Mine feels the same, on warm days seems lacking in power, but on cold days, goes like a rocket, whats that all about?


----------



## jefswat (Jun 10, 2008)

*Re: (apstguy)*

i mean when its below 0 cold


----------



## G_Lader_91 (Dec 28, 2006)

*Re: (jefswat)*

This is an interesting topic. My father told me not to mess with it because ice cold potentially form in there over time when driving in cold conditions. 
But I only travel north once a year and live in HELL (southern Ga.) so I definitely bypassed mine for now, and have encountered zero problems.

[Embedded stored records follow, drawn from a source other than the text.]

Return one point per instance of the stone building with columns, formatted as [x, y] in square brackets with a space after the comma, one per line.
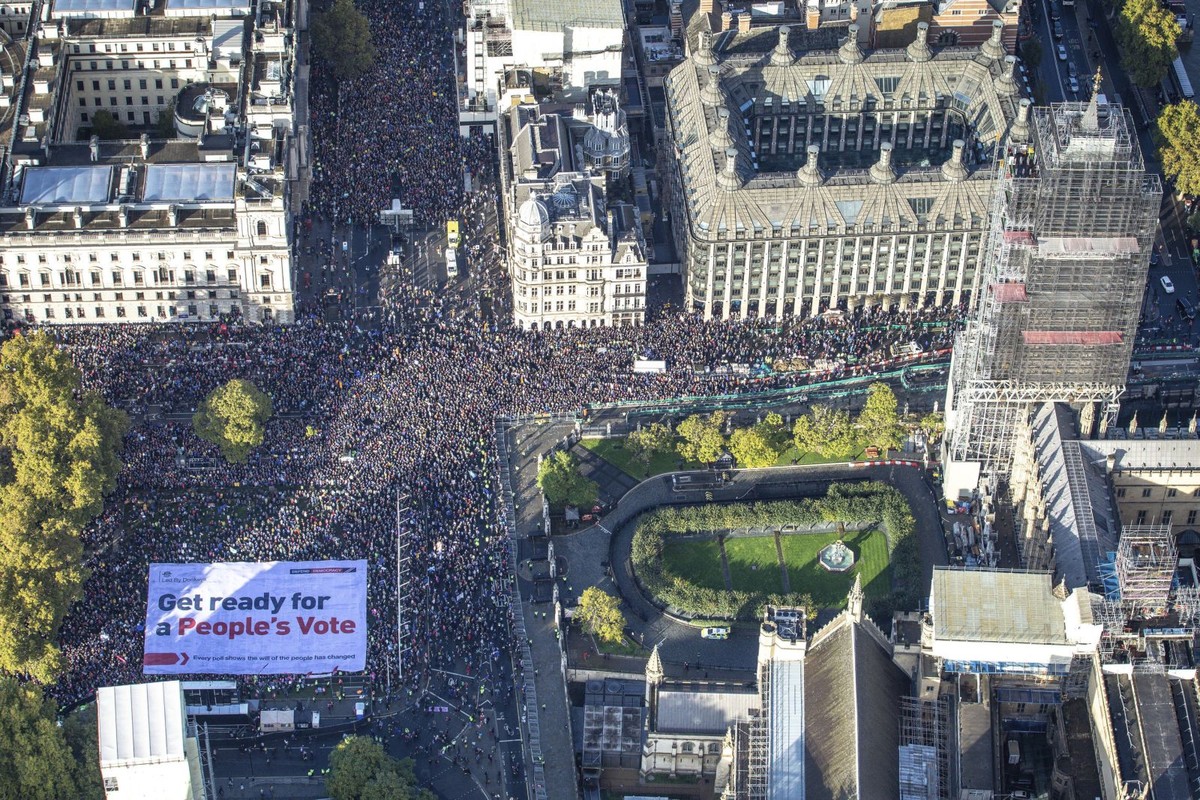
[149, 178]
[807, 180]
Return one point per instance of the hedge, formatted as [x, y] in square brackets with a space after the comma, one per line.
[859, 501]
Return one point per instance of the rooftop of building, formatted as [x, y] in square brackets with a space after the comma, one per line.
[996, 606]
[555, 17]
[1084, 524]
[714, 97]
[141, 723]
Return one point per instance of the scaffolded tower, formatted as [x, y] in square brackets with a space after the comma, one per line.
[1146, 561]
[1073, 223]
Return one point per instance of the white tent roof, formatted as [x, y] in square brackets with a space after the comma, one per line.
[66, 185]
[141, 723]
[190, 182]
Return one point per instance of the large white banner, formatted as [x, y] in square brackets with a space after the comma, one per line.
[256, 618]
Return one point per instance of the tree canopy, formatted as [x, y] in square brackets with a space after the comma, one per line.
[600, 615]
[233, 417]
[1177, 133]
[701, 437]
[342, 37]
[58, 458]
[879, 422]
[651, 440]
[753, 446]
[1147, 34]
[37, 763]
[360, 769]
[559, 480]
[826, 431]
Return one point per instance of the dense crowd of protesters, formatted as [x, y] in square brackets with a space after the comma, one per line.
[403, 408]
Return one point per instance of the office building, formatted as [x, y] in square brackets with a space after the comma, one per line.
[150, 172]
[805, 180]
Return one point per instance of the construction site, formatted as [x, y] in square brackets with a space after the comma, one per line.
[1072, 229]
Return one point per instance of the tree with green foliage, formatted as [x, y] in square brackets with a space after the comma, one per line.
[233, 417]
[599, 613]
[879, 422]
[1177, 134]
[79, 729]
[649, 441]
[826, 431]
[360, 769]
[37, 763]
[108, 127]
[753, 446]
[561, 481]
[934, 425]
[701, 437]
[60, 458]
[1147, 32]
[342, 37]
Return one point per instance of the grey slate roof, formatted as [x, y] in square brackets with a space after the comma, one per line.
[702, 713]
[852, 692]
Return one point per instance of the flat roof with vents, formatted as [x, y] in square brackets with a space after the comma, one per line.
[189, 182]
[1073, 337]
[94, 8]
[60, 185]
[996, 606]
[207, 7]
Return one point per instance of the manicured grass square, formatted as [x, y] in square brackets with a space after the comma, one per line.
[615, 452]
[754, 564]
[829, 589]
[700, 561]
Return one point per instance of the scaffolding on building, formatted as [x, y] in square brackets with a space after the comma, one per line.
[1146, 561]
[1073, 221]
[759, 755]
[924, 749]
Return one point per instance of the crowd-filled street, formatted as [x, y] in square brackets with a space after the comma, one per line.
[402, 408]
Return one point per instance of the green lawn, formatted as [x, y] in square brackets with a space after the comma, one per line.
[700, 560]
[613, 451]
[754, 564]
[792, 456]
[829, 589]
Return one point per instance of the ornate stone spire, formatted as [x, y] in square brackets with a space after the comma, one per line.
[781, 56]
[918, 50]
[954, 169]
[994, 48]
[810, 173]
[654, 673]
[850, 52]
[855, 600]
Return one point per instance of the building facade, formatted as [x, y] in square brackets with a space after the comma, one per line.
[1068, 256]
[565, 48]
[809, 180]
[575, 259]
[173, 208]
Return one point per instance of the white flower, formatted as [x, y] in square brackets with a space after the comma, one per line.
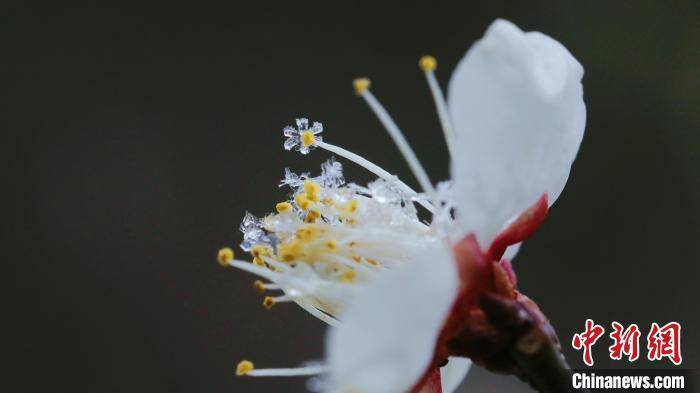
[361, 260]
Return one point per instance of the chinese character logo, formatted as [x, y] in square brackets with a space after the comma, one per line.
[586, 339]
[662, 342]
[625, 342]
[665, 342]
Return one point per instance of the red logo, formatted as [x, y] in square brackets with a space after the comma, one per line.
[662, 342]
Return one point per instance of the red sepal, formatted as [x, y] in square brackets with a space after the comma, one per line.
[522, 228]
[430, 383]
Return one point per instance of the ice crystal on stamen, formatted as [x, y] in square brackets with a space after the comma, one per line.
[332, 173]
[330, 236]
[253, 233]
[293, 180]
[302, 138]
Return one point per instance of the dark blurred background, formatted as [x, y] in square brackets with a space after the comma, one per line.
[136, 138]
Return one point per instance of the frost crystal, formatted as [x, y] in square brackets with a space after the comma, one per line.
[293, 180]
[295, 135]
[253, 233]
[332, 173]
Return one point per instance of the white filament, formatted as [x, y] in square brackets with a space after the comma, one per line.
[443, 113]
[288, 372]
[376, 169]
[400, 141]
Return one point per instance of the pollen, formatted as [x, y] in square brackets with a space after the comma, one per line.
[312, 216]
[332, 245]
[225, 256]
[307, 138]
[269, 302]
[244, 367]
[259, 286]
[361, 85]
[302, 201]
[312, 190]
[348, 276]
[260, 250]
[427, 63]
[351, 207]
[283, 207]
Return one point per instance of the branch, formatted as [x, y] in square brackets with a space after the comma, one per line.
[535, 348]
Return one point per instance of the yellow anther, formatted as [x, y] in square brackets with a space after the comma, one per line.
[268, 302]
[361, 85]
[331, 244]
[427, 63]
[244, 367]
[302, 201]
[312, 216]
[259, 286]
[260, 250]
[225, 256]
[312, 190]
[283, 207]
[348, 276]
[307, 138]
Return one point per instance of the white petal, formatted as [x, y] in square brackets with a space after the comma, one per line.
[387, 337]
[452, 375]
[512, 251]
[516, 101]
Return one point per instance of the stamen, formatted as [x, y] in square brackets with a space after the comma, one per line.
[246, 368]
[377, 170]
[262, 287]
[319, 314]
[270, 301]
[428, 64]
[225, 256]
[399, 139]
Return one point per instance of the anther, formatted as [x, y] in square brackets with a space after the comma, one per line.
[269, 302]
[302, 201]
[259, 286]
[283, 207]
[361, 85]
[244, 367]
[307, 138]
[225, 256]
[427, 63]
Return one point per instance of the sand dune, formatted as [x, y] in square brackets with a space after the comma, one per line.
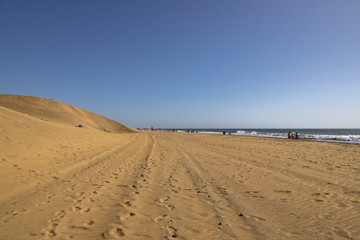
[60, 113]
[58, 181]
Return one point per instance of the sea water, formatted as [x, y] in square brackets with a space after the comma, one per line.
[349, 135]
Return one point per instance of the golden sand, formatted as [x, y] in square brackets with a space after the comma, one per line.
[58, 181]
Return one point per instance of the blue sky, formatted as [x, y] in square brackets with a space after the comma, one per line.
[176, 64]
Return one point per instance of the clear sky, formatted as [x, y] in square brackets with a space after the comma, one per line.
[186, 63]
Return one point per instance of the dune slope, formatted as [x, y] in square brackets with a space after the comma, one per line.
[60, 113]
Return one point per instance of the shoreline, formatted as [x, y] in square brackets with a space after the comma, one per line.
[178, 185]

Oh yeah and amen on the running like a dog when its warm out. Oh but when its cold out.....


----------



## tungub (Apr 7, 2007)

*Re: (coatofarms)*

What's the benefit of bypassing it? I'm guessing in theory you're not warming the intake air, but has anyone dynoed it?


----------



## Nick2002GLI (Dec 23, 2008)

*Re: (tungub)*

SO how can I bypass it? I am really considering this. I have cld air intake..... It defeats the point of having c.a. Intake If the throttle body is hot.


----------



## apstguy (Apr 3, 2006)

Just cap the lines or stick a brass ball valve on one of them so if you go where it is cold, just turn a lever and it is heated once again.


----------



## Nick2002GLI (Dec 23, 2008)

*Re: (apstguy)*

Won't tht I terupt the main flow of coolant or these r secondary flow lines?


----------



## VEE-DUBBER (Nov 22, 2000)

*Re: (jediv6)*


_Quote, originally posted by *jediv6* »_Mine feels the same, on warm days seems lacking in power, but on cold days, goes like a rocket, whats that all about?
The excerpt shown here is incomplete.